Os surtos

Sinto que transformei meus surtos produtivos, minhas agonias líricas, meus desajustes emocionantes em apenas lágrimas escondidas no banheiro frio da casa.

Quando a depressão deixou de impulsionar meu eu criativo e passou a ser apenas um surto de covardia e desejo de abandonar o corpo esdrúxulo, a literatura, mesmo que ruim, não se fez mais presente, deposta de sua posição enfadonha na câmara dos sentimentos estúpidos.

Bastou plugar os fones numa velha canção britânica e a sufocante melancolia me tomou os braços ao som de “I’m so sorry” acompanhado pela minha desafinada voz.

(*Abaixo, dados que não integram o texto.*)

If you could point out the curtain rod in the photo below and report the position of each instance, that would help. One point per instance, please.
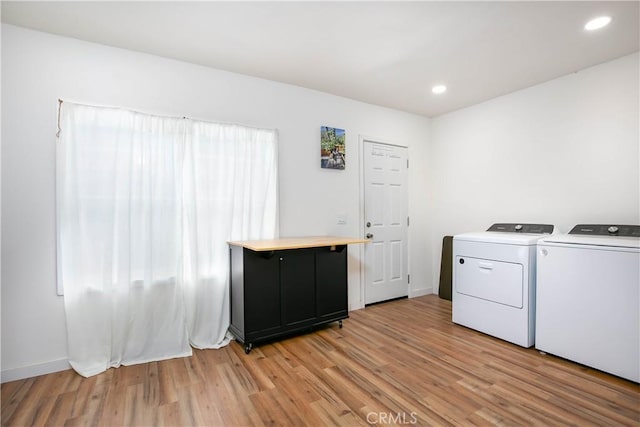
(60, 102)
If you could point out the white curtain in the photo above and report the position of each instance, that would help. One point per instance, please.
(230, 194)
(145, 205)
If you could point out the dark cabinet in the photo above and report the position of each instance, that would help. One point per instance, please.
(284, 291)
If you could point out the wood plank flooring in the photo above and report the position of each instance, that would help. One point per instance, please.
(398, 363)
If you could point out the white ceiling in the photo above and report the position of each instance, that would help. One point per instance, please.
(384, 53)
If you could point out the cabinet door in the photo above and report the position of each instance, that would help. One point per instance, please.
(331, 281)
(298, 286)
(262, 291)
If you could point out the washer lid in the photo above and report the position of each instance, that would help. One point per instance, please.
(587, 240)
(504, 238)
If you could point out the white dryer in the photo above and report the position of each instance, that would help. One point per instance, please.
(588, 297)
(494, 280)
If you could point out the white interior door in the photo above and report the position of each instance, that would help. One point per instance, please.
(386, 222)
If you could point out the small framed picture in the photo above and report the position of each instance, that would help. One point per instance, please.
(332, 148)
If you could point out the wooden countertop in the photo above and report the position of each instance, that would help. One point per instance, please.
(296, 243)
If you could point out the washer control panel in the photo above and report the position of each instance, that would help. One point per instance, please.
(522, 228)
(607, 230)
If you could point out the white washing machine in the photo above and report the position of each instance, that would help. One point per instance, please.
(588, 297)
(494, 280)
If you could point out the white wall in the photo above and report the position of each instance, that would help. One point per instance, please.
(39, 68)
(563, 152)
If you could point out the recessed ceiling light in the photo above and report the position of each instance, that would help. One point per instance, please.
(439, 89)
(597, 23)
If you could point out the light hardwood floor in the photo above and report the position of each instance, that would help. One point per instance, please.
(401, 362)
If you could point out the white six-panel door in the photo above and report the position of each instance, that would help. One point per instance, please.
(386, 221)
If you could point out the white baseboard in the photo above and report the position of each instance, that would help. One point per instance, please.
(420, 292)
(34, 370)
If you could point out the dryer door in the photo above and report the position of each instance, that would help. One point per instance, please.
(495, 281)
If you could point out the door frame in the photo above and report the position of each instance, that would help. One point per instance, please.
(361, 220)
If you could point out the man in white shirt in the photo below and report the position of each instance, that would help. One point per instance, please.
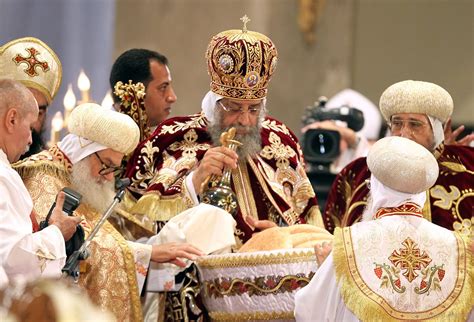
(22, 252)
(395, 265)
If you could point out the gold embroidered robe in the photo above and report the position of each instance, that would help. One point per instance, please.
(450, 202)
(273, 185)
(109, 275)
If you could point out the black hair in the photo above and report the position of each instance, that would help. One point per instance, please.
(134, 65)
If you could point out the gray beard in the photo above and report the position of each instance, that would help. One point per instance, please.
(96, 193)
(251, 140)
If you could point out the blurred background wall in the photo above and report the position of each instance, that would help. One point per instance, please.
(363, 44)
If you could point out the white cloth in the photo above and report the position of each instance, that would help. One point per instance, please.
(313, 304)
(208, 228)
(77, 148)
(383, 196)
(3, 278)
(373, 242)
(208, 105)
(438, 131)
(23, 253)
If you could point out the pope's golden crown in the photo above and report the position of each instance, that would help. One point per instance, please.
(32, 62)
(241, 63)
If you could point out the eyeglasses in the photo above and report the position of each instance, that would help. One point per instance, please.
(396, 125)
(106, 169)
(253, 110)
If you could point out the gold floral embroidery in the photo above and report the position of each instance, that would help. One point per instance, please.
(277, 150)
(272, 125)
(189, 145)
(257, 286)
(146, 162)
(410, 259)
(195, 122)
(452, 166)
(446, 199)
(465, 227)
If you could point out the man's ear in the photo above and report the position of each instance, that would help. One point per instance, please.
(11, 119)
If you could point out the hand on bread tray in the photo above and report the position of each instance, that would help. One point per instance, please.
(297, 236)
(260, 225)
(322, 251)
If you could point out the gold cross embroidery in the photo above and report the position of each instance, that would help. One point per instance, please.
(410, 259)
(32, 62)
(245, 20)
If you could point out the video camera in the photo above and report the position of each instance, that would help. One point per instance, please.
(320, 146)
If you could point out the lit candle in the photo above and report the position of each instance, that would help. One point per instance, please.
(84, 86)
(56, 126)
(69, 102)
(108, 101)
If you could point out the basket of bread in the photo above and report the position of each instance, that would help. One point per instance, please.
(260, 280)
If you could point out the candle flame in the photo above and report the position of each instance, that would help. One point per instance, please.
(57, 122)
(83, 81)
(108, 101)
(69, 99)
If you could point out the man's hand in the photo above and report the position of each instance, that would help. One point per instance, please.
(213, 162)
(260, 225)
(66, 224)
(172, 252)
(322, 251)
(450, 136)
(347, 134)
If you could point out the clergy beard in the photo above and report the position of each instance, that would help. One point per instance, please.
(251, 140)
(368, 213)
(97, 193)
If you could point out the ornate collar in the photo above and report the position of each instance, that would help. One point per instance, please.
(59, 155)
(407, 209)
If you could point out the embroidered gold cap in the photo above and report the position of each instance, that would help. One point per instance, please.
(241, 63)
(32, 62)
(112, 129)
(403, 165)
(416, 97)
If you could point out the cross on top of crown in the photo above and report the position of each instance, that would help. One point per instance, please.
(245, 19)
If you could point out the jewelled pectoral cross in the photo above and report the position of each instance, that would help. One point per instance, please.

E eu me transportei para o passado enquanto Morrissey me fazia sangrar pelos pulsos. Uma a uma, as músicas me traziam as sensações que fiz de tudo para esquecer nos últimos vinte anos, vinte anos de um maníaco suicida ainda vivo.

As lembranças, não dos acontecimentos, mas das sensações, preenchem o espaço do vazio escondido. Vem assim um torpor embriagado de vinho barato e uísque ruim, amargando a boca. As malditas sensações que se permutam em poesia de qualidade duvidosa e bastante egocentrismo.

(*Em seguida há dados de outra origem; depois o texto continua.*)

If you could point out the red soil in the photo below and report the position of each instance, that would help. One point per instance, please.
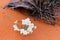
(7, 18)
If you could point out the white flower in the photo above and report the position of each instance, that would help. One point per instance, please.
(21, 31)
(26, 21)
(31, 25)
(15, 27)
(35, 27)
(29, 29)
(25, 32)
(16, 21)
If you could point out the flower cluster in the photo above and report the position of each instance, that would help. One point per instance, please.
(27, 27)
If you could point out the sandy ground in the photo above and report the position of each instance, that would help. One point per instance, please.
(7, 18)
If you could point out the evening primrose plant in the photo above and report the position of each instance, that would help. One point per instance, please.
(27, 27)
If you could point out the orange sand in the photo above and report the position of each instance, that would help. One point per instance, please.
(7, 18)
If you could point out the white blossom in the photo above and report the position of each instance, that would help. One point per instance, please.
(26, 22)
(16, 21)
(15, 27)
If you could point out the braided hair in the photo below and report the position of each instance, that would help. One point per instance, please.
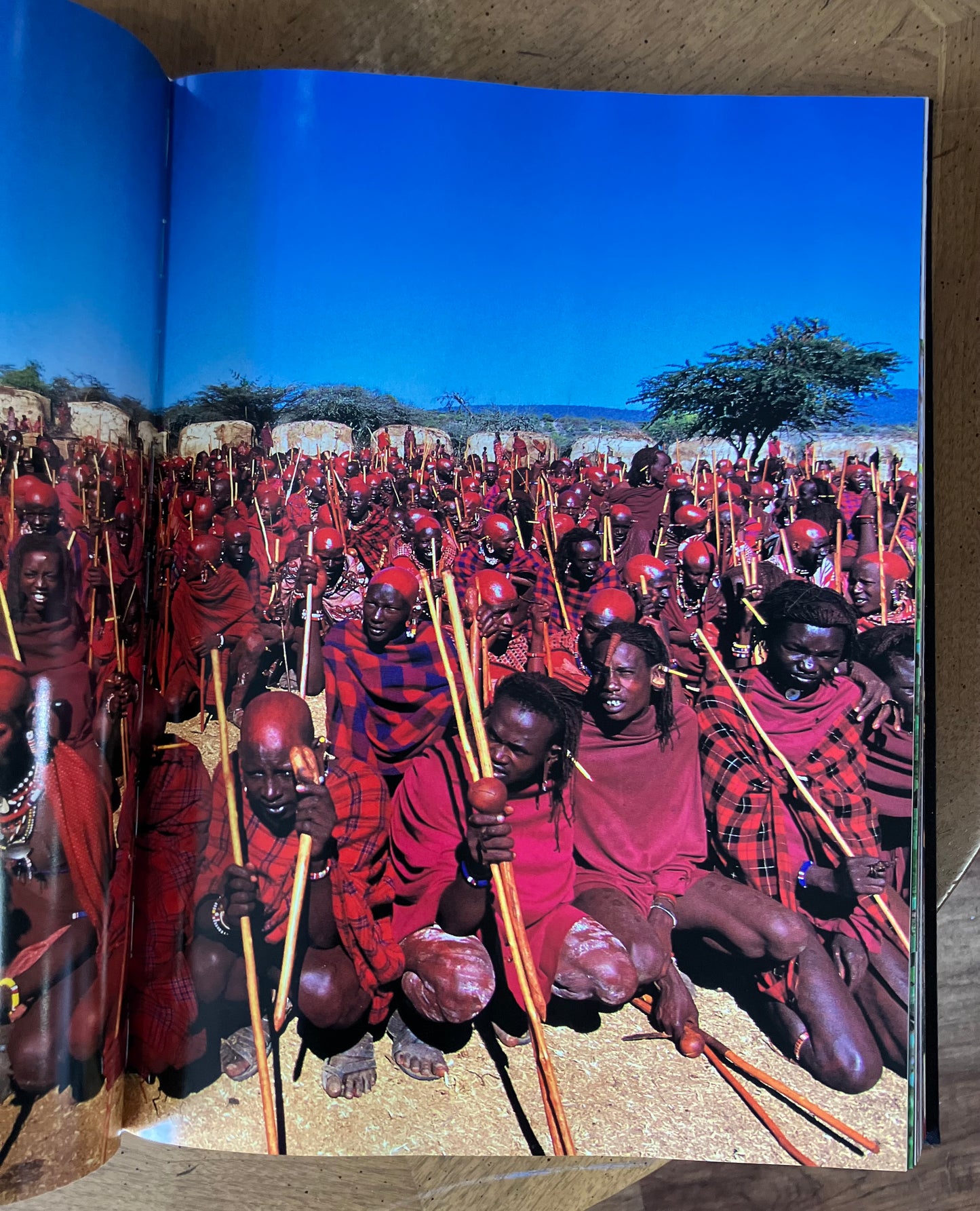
(649, 643)
(568, 544)
(560, 708)
(882, 646)
(51, 545)
(794, 601)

Pior é que depois de The Smiths, toca Joy Division, e Ian Curtis parece sorrir cinicamente para mim, como se dissesse: espero por você. Mãos na cabeça afundada em imagens distorcidas que eu julgava perdidas para sempre. Um copo vazio rola pelo chão sujo.

Don't dream it's over corrói os últimos lampejos de sanidade. Os olhos marejam aflitos. Maldita playlist, eu não vou escrever um verso! É melhor retirar os fones, desligar o som. Tomar a felicidade em comprimido e sobreviver mais uma noite com meus fantasmas.